An actor of traditional Hindu dramas meets an adolescent girl who turns out to be his half-sister. A man returns to Goa from Mozambique to father a child for a family whose unmarried daughters has produced no heirs. Another man feels out of place in his family home after returning from Portugal to get a university education, as a woman waits faithfully for him to return. A forbidden romance blooms between a Christian girl and a Hindu boy.

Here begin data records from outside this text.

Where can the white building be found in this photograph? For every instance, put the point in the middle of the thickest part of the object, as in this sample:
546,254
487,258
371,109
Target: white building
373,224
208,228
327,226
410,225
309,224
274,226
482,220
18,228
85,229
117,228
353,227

Through these stories, written with a mix of poignant nostalgia and sharp criticism, Vimala Devi recreates the colonial Goa of her childhood. First published in 1963, two years after the Portuguese colony became part of India, Monsoon is a cycle of twelve stories that vary in tone. By turns satirical, desolate, tender, humorous and dramatic, they come together through a subtle interplay of echoes, parallels and cross-references to form a composite picture of a world gone by. They delve into divisions of caste, religion, language and material privilege, setting them off against a common historical experience and deeply felt attachment to the land.
Translations of what might now consider Indian literature in Portuguese are few and far between. This rendition of Monsoon, which includes a critical and contextualizing introduction by Jason Keith Fernandes, allows contemporary readers a rare glimpse into a colonial society significantly different from the British Indian mainstream, filtered through a language and mindset that barely survives.